About a week ago, I purchased the domain Tooshytees.com. If you couldn’t guess from the URL, I really want to make and sell Too Shy to Stop-related t-shirts.
I have been spending a lot of time thinking about what makes someone want to buy a t-shirt. Utility? Coolness factor? Novelty? The commemoration of a once-in-a-lifetime event? Price?
(Pictured at left: T-shirt, t-shirt, t-shirt, GOOSE, by Robyn Gallagher)
I buy concert t-shirts when I really like the band, but I will also buy a concert t-shirt that looks unique. Some people buy Lacoste polo shirts because the embroidered alligator is a status symbol, but others refuse to buy anything with a designer logo because they find it obnoxious.
What would motivate someone to buy a t-shirt from a relatively unknown brand (TStS) that doesn’t have a physical presence (concert, storefront, or body)? I have a few ideas:
1. The t-shirt should make a statement about the individual wearing it, even if 1,000 other people are wearing it too.
2. The t-shirt can’t make the person look like a walking advertisement, even if that person doesn’t really mind being a walking advertisement.

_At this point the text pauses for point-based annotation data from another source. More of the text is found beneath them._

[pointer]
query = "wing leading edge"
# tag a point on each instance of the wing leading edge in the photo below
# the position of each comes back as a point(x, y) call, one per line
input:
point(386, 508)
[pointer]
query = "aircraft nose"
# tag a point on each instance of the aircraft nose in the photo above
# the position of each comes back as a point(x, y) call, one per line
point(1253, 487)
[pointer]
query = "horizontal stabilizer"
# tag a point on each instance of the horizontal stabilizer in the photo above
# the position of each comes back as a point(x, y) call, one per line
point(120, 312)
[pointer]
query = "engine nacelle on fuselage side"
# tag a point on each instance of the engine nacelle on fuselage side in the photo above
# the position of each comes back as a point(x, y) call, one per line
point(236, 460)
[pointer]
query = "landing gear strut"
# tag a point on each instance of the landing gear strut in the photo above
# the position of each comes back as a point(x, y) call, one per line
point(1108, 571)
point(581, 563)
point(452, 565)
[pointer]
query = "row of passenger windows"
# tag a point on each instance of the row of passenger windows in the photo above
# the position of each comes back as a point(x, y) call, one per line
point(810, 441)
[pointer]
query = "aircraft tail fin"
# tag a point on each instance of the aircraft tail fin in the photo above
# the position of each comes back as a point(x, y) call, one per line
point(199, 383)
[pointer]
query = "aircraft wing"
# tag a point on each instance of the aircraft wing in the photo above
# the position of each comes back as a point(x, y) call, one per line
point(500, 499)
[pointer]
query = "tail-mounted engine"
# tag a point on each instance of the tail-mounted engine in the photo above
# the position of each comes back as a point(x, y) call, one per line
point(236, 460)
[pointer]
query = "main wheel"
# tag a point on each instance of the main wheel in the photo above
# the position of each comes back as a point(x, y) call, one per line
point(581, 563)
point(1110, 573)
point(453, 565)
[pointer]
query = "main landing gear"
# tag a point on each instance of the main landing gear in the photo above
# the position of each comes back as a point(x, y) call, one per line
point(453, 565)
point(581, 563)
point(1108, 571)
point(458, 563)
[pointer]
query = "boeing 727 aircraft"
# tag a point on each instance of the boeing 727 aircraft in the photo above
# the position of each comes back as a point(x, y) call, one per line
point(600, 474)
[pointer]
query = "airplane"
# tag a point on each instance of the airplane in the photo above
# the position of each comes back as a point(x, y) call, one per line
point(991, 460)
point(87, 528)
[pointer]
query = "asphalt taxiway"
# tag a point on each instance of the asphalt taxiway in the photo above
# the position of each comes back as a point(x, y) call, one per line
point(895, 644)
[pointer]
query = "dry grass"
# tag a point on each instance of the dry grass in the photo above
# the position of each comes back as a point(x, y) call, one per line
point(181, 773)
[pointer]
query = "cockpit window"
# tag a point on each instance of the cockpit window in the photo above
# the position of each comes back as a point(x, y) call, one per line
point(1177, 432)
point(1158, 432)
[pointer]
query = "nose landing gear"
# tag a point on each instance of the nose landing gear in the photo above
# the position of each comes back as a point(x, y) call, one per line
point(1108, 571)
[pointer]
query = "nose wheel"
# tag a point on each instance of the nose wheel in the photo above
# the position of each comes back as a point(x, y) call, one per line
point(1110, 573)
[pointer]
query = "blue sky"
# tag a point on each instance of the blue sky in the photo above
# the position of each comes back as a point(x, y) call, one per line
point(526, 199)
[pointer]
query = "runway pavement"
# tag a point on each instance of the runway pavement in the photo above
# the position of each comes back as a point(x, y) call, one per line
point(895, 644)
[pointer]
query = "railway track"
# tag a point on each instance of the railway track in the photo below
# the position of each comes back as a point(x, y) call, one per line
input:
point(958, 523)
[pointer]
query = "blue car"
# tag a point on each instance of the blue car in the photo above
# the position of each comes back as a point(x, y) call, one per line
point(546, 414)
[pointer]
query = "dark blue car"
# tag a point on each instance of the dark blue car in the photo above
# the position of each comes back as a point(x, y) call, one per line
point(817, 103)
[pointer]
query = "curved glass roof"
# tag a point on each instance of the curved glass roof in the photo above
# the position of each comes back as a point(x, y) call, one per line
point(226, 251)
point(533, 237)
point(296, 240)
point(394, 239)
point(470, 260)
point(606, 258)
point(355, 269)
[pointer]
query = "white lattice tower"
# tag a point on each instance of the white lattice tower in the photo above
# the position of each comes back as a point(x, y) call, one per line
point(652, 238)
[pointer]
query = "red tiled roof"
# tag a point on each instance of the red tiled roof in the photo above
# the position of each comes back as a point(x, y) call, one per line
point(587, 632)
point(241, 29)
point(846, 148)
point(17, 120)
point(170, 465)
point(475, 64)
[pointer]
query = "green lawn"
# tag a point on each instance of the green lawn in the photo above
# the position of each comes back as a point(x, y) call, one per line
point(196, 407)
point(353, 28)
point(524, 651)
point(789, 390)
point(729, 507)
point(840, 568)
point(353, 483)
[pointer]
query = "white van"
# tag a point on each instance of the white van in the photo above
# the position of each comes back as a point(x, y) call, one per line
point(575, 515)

3. The t-shirt allows the person to identify him or herself with a group or a “tribe”, as Seth Godin would call it.
4. The t-shirt reflects some new and trendy that doesn’t have to withstand the test of time. No one buys t-shirts as investment pieces.
5. The t-shirt should be flattering enough so that the person actually wears it during activities other than sleeping and mowing the lawn.